Spot cargoes of thermal coal from Australia's Newcastle port
, an Asian benchmark for the fuel used mainly in power plants, rose to $100.65 a tonne on Wednesday, breaching the triple-figure barrier for the first time since Nov. 1 and hitting their highest since mid-September.
The price is also 9.2 percent higher than a recent low of $92.20 touched on Nov. 23 as the market responds to signs that Beijing is relaxing its anti-coal stance due to the scarcity of natural gas and the sharply higher prices for the cleaner-burning fuel that is available.
The price of domestic coal in China is also rising, with consultancy Steelhome assessing thermal coal at Qinhuangdao at 620 yuan ($93.65) a tonne on Dec. 13, up slightly from 615 yuan at the start of December, but 9.7 percent higher than levels that prevailed in the middle of this year.
The news is certainly bullish for coal, at least in the short term, as restrictions on its use are eased in the face of the natural gas crunch.
Chinese media reported on Dec. 11 that a coal-fired power plant in the capital Beijing will be restarted, the latest step in a series of measures allowing more coal to be burned.
The authorities had planned to cut coal consumption over winter, especially in northern China, to lower air pollution that has choked cities in previous years.
The measures have certainly boosted natural gas demand, with China importing a record 6.55 million tonnes in November via pipeline and seaborne liquefied natural gas (LNG).
China's strong LNG demand, which was up 48 percent in the first 10 months of the year, has helped drive Asian spot prices <LNG-AS> to $10.10 per million British thermal units (mmBtu) for the week ended Dec. 7, exceeding the peak of $9.75 hit the previous winter and the highest in just over three years.
While natural gas imports have been roaring ahead, the same cannot be said for coal, with November's 22.05 million tonnes barely up from October's 21.28 million, and both sharply lower than September's 27.08 million.
Vessel-tracking data compiled by Thomson Reuters
also isn't pointing to a robust December for China's seaborne coal imports, with 4.6 million tonnes discharged in the first 13 days of the month, indicative of total arrivals of 14.7 million tonnes.
The total is likely to rise as more cargoes leave for China from major exporters Indonesia and Australia, but even so, the vessel-tracking still isn't showing a surge in coal imports.
This may change for the latter months of winter in January and February, but so far the rally in spot Australian thermal
coal prices appears to be driven more by sentiment than an actual surge in demand.
COAL'S LAST HURRAH?
Another point to consider is what will happen in the 2018/19 winter.
It's hard to see the Chinese authorities backing down from their push to natural gas.
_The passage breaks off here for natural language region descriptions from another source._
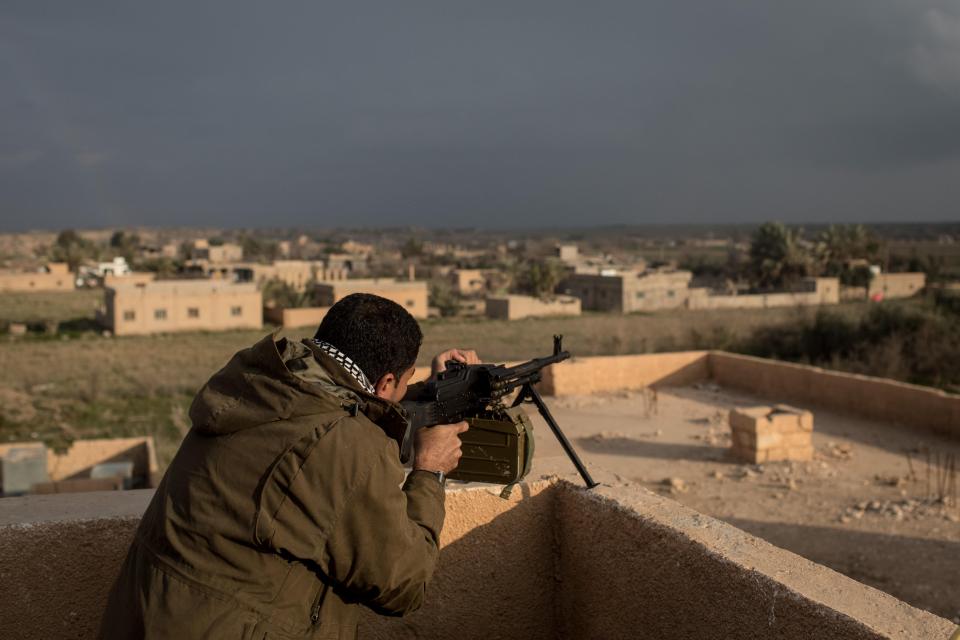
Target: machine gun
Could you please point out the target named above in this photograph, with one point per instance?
(499, 445)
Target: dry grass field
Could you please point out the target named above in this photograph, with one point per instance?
(54, 306)
(61, 388)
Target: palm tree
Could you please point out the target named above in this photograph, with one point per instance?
(778, 256)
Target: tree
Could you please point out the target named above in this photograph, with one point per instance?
(125, 244)
(278, 293)
(262, 250)
(411, 248)
(443, 298)
(841, 247)
(777, 256)
(71, 248)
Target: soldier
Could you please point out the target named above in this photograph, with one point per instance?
(283, 511)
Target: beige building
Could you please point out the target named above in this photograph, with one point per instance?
(296, 273)
(55, 276)
(202, 250)
(468, 282)
(655, 290)
(514, 307)
(181, 305)
(896, 285)
(813, 292)
(295, 317)
(627, 292)
(134, 277)
(410, 294)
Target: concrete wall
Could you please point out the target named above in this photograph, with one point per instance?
(637, 565)
(553, 561)
(613, 373)
(819, 291)
(82, 455)
(596, 292)
(515, 307)
(295, 317)
(412, 295)
(875, 398)
(181, 305)
(55, 277)
(468, 282)
(656, 290)
(896, 285)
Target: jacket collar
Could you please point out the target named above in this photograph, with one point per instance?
(387, 415)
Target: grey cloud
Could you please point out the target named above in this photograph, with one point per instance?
(498, 113)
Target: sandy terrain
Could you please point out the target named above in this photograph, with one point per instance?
(855, 508)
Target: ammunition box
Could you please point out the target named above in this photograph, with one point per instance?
(498, 448)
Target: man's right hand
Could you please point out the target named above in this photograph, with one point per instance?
(438, 448)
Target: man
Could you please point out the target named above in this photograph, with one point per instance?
(283, 512)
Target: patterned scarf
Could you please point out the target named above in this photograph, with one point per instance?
(347, 363)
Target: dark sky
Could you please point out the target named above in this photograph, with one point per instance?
(487, 113)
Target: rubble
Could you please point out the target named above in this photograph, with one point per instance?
(908, 508)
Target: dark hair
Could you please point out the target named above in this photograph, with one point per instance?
(378, 334)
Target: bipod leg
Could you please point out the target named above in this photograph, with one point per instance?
(529, 392)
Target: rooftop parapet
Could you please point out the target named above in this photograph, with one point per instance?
(553, 561)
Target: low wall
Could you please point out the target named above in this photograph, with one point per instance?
(874, 398)
(514, 307)
(294, 317)
(868, 397)
(635, 564)
(755, 301)
(613, 373)
(82, 455)
(552, 561)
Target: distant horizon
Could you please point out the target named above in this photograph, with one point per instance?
(948, 226)
(520, 115)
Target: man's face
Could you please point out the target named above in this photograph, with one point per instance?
(390, 388)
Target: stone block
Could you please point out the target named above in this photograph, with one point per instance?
(800, 453)
(80, 485)
(23, 467)
(765, 434)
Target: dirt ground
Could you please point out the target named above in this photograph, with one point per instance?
(855, 508)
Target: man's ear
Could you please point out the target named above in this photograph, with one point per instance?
(385, 386)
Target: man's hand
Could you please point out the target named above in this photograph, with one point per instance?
(466, 356)
(438, 448)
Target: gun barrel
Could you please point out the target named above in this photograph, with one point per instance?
(533, 365)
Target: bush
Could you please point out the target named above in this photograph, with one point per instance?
(913, 343)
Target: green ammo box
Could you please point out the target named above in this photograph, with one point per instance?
(498, 448)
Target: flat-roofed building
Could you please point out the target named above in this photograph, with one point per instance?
(181, 305)
(515, 307)
(468, 282)
(218, 253)
(410, 294)
(54, 276)
(626, 292)
(896, 285)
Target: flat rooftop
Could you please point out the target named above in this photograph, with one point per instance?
(675, 543)
(810, 508)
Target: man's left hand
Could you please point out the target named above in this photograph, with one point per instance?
(466, 356)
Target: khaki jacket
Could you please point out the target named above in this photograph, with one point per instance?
(282, 512)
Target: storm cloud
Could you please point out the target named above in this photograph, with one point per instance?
(478, 114)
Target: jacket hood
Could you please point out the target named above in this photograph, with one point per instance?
(279, 380)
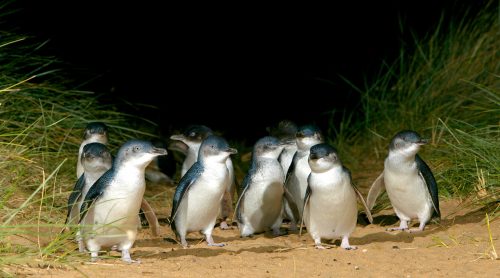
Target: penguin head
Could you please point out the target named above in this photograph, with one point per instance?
(269, 147)
(97, 132)
(138, 153)
(95, 157)
(308, 136)
(193, 135)
(323, 157)
(406, 142)
(215, 148)
(284, 130)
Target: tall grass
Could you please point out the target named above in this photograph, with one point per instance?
(448, 90)
(41, 128)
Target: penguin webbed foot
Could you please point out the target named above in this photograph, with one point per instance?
(224, 226)
(210, 242)
(320, 247)
(126, 257)
(345, 244)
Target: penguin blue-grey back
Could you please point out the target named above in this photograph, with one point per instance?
(95, 132)
(260, 206)
(192, 137)
(409, 182)
(95, 160)
(330, 207)
(109, 213)
(197, 198)
(296, 177)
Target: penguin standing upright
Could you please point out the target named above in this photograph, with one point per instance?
(192, 137)
(260, 206)
(330, 207)
(409, 182)
(110, 208)
(95, 160)
(197, 198)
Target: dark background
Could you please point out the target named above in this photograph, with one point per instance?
(214, 63)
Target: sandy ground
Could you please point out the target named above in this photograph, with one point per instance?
(458, 247)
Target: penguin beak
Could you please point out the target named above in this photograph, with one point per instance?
(178, 137)
(159, 151)
(313, 156)
(423, 141)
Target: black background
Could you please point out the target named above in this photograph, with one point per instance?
(213, 63)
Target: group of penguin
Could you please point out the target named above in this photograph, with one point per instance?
(293, 175)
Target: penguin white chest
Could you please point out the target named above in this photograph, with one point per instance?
(407, 191)
(202, 204)
(262, 203)
(332, 209)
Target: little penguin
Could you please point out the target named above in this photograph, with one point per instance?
(97, 132)
(192, 137)
(94, 132)
(330, 207)
(197, 198)
(296, 177)
(260, 206)
(409, 182)
(95, 160)
(109, 213)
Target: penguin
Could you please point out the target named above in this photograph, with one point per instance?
(97, 132)
(192, 138)
(260, 205)
(285, 132)
(409, 182)
(95, 160)
(330, 207)
(296, 177)
(197, 198)
(109, 211)
(94, 132)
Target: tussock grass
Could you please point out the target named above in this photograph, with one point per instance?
(448, 90)
(41, 128)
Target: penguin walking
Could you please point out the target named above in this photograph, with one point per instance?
(97, 132)
(94, 132)
(95, 160)
(109, 213)
(197, 198)
(330, 207)
(192, 137)
(296, 178)
(409, 182)
(260, 206)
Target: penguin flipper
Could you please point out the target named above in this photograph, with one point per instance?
(377, 187)
(292, 167)
(74, 196)
(306, 201)
(426, 174)
(95, 191)
(243, 189)
(150, 217)
(184, 184)
(362, 200)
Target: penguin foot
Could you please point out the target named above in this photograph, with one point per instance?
(320, 247)
(345, 244)
(217, 244)
(223, 226)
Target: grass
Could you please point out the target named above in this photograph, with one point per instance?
(448, 90)
(41, 128)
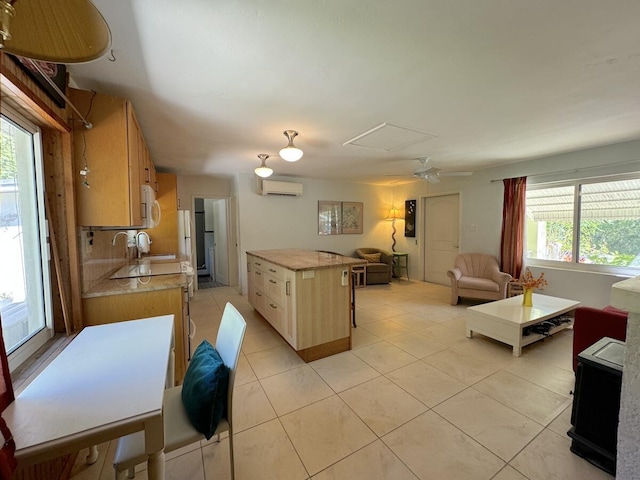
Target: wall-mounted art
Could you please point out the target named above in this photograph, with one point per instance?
(337, 218)
(351, 217)
(329, 217)
(410, 218)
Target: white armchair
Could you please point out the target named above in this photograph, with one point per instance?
(477, 275)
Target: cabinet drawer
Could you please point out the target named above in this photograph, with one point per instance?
(258, 280)
(274, 288)
(259, 300)
(274, 270)
(275, 314)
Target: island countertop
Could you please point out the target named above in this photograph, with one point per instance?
(299, 259)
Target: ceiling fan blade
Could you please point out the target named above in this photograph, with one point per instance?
(455, 174)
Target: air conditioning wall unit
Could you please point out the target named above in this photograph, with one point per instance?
(273, 187)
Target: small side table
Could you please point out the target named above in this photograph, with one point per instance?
(400, 262)
(359, 275)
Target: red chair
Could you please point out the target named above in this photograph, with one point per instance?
(592, 324)
(7, 459)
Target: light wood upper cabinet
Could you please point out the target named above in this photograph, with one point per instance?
(147, 169)
(114, 151)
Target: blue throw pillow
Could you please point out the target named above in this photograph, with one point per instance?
(204, 390)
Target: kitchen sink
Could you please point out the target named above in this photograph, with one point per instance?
(158, 256)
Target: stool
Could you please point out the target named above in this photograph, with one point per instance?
(400, 262)
(359, 275)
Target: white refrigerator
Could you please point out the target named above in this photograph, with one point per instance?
(185, 251)
(184, 235)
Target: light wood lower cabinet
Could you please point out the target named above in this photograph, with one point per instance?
(310, 309)
(132, 306)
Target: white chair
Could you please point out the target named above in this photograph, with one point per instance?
(477, 275)
(178, 430)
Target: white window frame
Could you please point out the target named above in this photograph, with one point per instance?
(574, 265)
(31, 346)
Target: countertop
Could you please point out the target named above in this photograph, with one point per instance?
(120, 286)
(298, 259)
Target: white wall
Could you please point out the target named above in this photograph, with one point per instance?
(274, 222)
(481, 205)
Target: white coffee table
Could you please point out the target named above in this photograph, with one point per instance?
(504, 320)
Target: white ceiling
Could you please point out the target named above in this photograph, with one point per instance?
(215, 83)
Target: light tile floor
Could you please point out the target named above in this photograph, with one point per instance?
(414, 399)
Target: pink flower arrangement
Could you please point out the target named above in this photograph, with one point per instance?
(527, 280)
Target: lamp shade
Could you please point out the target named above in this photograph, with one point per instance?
(291, 153)
(69, 31)
(394, 214)
(263, 171)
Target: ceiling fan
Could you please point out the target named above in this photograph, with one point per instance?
(432, 174)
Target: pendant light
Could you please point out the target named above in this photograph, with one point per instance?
(68, 31)
(263, 171)
(291, 153)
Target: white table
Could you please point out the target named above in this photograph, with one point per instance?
(504, 320)
(108, 382)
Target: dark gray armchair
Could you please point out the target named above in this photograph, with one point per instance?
(380, 271)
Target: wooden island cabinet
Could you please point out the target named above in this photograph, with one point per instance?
(306, 296)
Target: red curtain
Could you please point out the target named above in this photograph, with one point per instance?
(513, 216)
(7, 459)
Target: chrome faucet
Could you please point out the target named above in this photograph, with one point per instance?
(143, 245)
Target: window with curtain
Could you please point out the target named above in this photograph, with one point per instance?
(593, 224)
(24, 284)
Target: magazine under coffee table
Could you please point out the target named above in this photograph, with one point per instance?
(505, 320)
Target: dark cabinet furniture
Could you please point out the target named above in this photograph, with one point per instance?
(596, 403)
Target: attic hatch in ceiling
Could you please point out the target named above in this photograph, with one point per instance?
(388, 137)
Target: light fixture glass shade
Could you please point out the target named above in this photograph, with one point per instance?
(291, 153)
(394, 214)
(69, 31)
(263, 171)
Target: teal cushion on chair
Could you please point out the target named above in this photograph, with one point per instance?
(204, 390)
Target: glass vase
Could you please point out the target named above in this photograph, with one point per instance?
(527, 297)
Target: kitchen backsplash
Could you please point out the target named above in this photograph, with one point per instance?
(98, 257)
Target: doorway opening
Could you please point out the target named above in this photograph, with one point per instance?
(441, 214)
(211, 242)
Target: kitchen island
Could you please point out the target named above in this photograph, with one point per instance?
(306, 296)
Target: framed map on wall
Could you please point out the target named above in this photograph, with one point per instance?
(329, 218)
(351, 217)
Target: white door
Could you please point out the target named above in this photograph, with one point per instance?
(441, 233)
(221, 245)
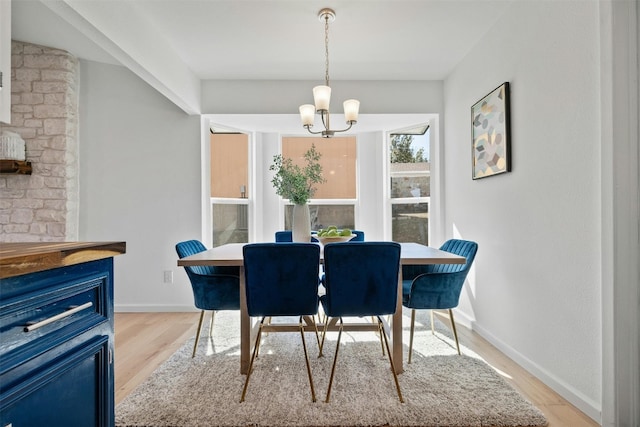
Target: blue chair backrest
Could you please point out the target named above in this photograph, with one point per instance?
(287, 236)
(361, 278)
(281, 279)
(463, 248)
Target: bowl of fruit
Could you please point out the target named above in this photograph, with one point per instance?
(332, 234)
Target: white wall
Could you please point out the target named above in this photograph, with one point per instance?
(139, 182)
(535, 288)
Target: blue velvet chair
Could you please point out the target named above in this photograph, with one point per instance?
(437, 287)
(214, 288)
(281, 279)
(370, 289)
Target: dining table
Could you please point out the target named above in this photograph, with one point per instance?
(231, 254)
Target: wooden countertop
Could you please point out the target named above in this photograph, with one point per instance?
(23, 258)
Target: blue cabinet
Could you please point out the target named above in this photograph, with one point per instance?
(56, 347)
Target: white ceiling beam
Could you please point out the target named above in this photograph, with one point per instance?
(137, 44)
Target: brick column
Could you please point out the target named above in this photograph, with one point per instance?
(42, 206)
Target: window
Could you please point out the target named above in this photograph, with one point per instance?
(410, 186)
(334, 201)
(229, 188)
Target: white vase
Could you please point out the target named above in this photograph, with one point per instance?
(301, 223)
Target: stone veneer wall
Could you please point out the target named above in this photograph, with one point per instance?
(42, 206)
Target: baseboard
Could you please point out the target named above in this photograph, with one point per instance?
(591, 408)
(133, 308)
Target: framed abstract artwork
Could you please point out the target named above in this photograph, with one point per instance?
(491, 139)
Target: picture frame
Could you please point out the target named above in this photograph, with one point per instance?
(490, 133)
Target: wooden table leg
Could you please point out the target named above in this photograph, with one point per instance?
(396, 336)
(245, 327)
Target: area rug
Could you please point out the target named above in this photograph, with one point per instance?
(440, 387)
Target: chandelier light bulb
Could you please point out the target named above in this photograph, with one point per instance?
(307, 114)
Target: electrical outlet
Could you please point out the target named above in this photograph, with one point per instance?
(168, 276)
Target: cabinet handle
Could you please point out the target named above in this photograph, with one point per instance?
(62, 315)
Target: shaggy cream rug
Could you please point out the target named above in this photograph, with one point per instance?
(440, 387)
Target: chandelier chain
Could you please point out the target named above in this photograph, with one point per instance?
(326, 49)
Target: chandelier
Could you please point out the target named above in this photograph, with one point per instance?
(322, 94)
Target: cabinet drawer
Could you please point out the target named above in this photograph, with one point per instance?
(63, 391)
(33, 322)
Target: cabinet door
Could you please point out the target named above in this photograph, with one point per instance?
(67, 391)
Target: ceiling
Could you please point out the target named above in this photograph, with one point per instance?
(176, 44)
(276, 39)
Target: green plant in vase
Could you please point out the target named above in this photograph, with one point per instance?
(297, 184)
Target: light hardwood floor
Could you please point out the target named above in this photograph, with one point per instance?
(144, 340)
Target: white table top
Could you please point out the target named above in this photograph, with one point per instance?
(230, 254)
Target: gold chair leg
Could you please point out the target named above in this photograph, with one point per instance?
(413, 323)
(306, 358)
(315, 326)
(253, 356)
(213, 315)
(335, 359)
(195, 344)
(373, 320)
(433, 323)
(453, 327)
(393, 368)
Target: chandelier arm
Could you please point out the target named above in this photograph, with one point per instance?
(345, 129)
(308, 127)
(326, 49)
(326, 123)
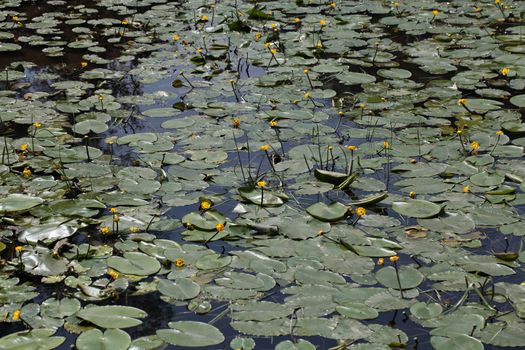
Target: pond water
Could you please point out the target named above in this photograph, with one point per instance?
(259, 175)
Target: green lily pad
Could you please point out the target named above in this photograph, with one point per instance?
(409, 277)
(191, 334)
(333, 212)
(111, 339)
(417, 208)
(115, 316)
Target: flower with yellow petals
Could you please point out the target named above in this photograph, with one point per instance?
(360, 211)
(236, 122)
(16, 315)
(113, 274)
(205, 204)
(462, 102)
(504, 71)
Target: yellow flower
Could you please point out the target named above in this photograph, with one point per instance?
(504, 71)
(205, 204)
(462, 102)
(236, 122)
(114, 274)
(16, 315)
(360, 211)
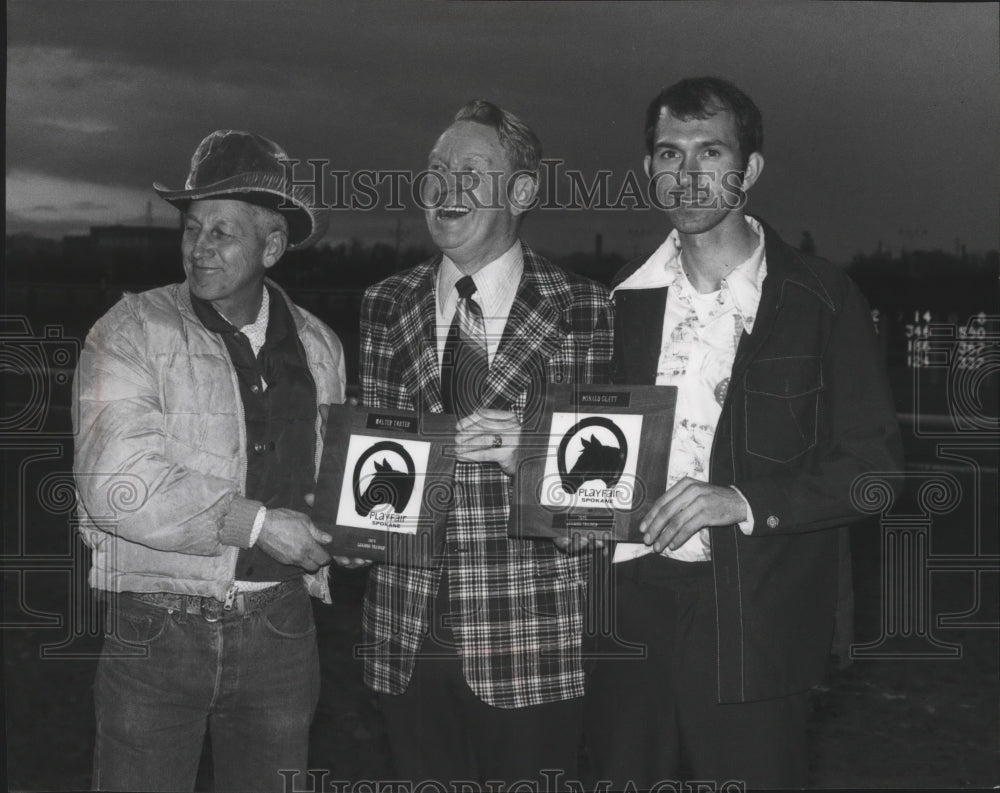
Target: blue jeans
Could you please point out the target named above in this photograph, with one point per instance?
(164, 675)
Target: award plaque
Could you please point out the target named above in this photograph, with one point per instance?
(385, 486)
(598, 464)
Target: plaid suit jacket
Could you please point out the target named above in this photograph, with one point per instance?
(516, 606)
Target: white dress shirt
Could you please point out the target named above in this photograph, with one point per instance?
(496, 287)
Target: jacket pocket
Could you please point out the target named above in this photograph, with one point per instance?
(782, 404)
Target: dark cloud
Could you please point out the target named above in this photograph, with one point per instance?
(878, 116)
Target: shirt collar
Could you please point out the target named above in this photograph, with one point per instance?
(663, 269)
(493, 282)
(259, 325)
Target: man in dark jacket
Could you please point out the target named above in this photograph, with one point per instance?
(782, 403)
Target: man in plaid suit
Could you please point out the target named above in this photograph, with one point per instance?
(477, 660)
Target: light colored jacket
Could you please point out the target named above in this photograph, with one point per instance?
(160, 457)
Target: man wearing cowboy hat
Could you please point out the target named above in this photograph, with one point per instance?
(198, 436)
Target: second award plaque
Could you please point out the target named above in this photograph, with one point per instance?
(598, 464)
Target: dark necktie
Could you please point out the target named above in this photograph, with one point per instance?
(465, 364)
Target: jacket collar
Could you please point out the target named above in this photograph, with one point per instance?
(533, 333)
(185, 303)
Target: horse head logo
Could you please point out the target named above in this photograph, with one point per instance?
(386, 485)
(596, 460)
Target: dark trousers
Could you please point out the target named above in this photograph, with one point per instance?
(439, 730)
(165, 675)
(658, 718)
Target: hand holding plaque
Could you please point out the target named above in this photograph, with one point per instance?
(597, 465)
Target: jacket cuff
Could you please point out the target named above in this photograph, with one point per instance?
(237, 524)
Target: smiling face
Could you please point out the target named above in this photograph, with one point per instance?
(699, 171)
(227, 250)
(469, 210)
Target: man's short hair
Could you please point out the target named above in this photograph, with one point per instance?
(701, 97)
(521, 144)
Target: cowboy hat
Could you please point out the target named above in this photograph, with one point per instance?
(247, 167)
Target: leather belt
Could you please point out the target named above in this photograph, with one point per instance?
(213, 609)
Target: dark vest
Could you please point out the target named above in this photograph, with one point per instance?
(280, 422)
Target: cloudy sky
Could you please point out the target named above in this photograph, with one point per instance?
(881, 119)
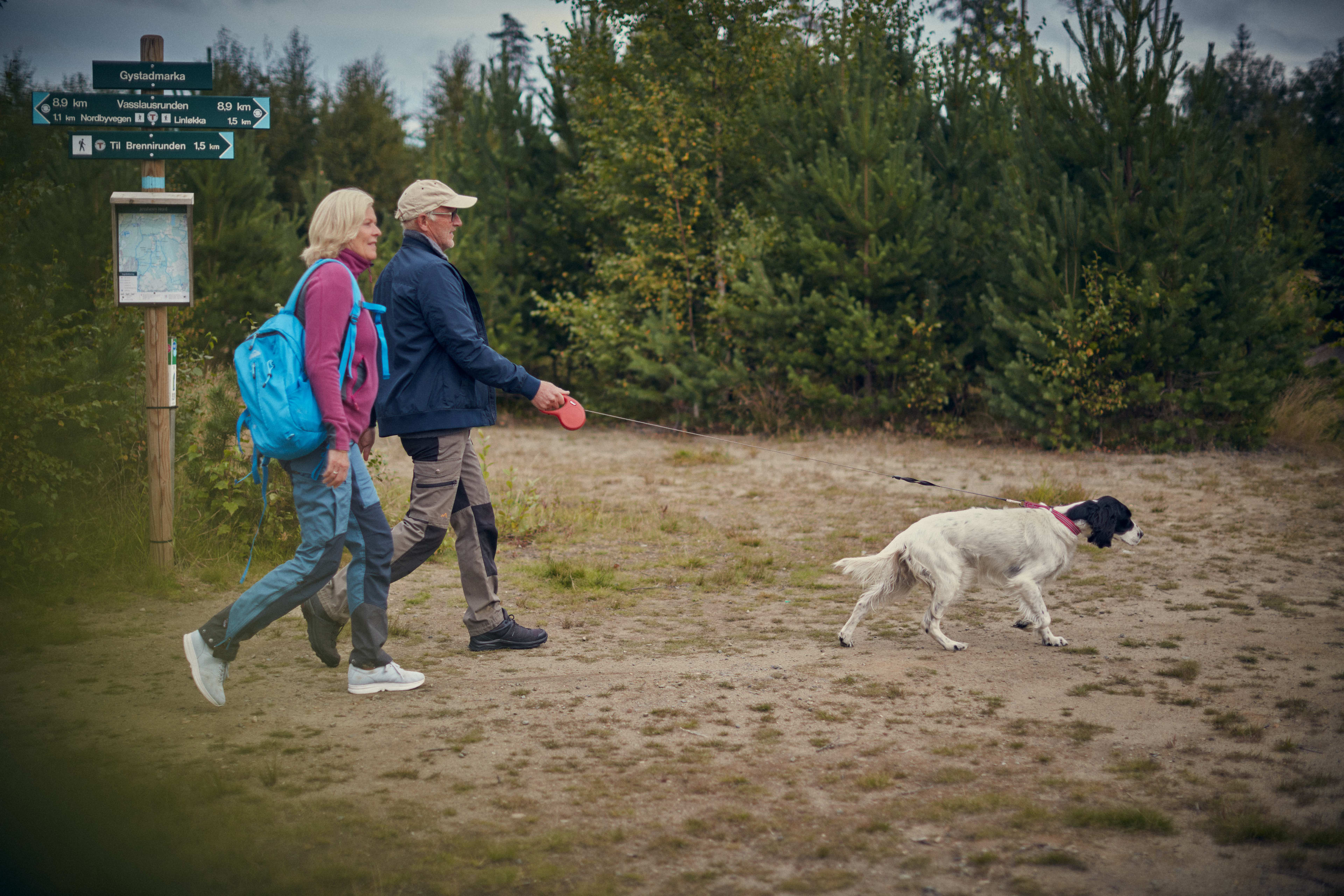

It's more likely they will learn from this year's difficulties and spend much of 2018 building suitable infrastructure to distribute and store natural gas.
It seems equally likely China's appetite for LNG will continue to rise, and perhaps demand will start to rise earlier in the year, assuming the ability to build inventories of natural gas has been put in place.
The outlook for thermal coal imports is more murky, and will largely depend on a combination of the domestic price, regional dynamics within China and policy prescriptions.